Tout comme la Banque du Japon était à l’époque convaincue d’être flexible et accommodante en réduisant à zéro ses taux d’intérêts, la BCE use aujourd’hui de cette même ficelle largement usée et inefficace, car des taux proches du zéro sont loin de représenter la panacée. Des taux d’intérêts officiels à leur plus bas niveau historique ne font, en réalité, que soutenir les banques et accessoirement certains Etats. Mais ce n’est pas en maintenant des taux à zéro que l’on peut se targuer de faire une politique monétaire digne de ce nom, dans le contexte européen actuel d’une rare complexité.

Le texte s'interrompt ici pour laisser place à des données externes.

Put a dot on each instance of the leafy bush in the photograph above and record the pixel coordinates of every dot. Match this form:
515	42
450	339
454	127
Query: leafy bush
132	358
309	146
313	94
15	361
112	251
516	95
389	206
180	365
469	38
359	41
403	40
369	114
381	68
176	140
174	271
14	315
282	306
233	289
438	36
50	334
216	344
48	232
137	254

S’il est vrai qu’à l’impossible nul n’est tenu, la BCE est pourtant face à une entreprise impossible qui consiste à appliquer un taux d’intérêt unique à des économies connaissant des cycles d’activité et des problèmes radicalement différents. C’est ainsi que la fameuse règle de Taylor – inventée par l’économiste de Stanford John Taylor – et utilisée mondialement pour juger du bien fondé de taux d’intérêt dans un pays, laisse sans voix dès lors qu’elle est appliquée aux diverses nations de l’Union européenne. En effet, cette règle permettant d’apprécier et de comparer le niveau de taux en vigueur dans un pays par rapport à son activité et à sa production, indique que l’Allemagne – dont le chômage est au plus bas depuis 20 ans et qui subit aujourd’hui une bulle immobilière – devrait avoir des taux d’intérêts à … 5.1% !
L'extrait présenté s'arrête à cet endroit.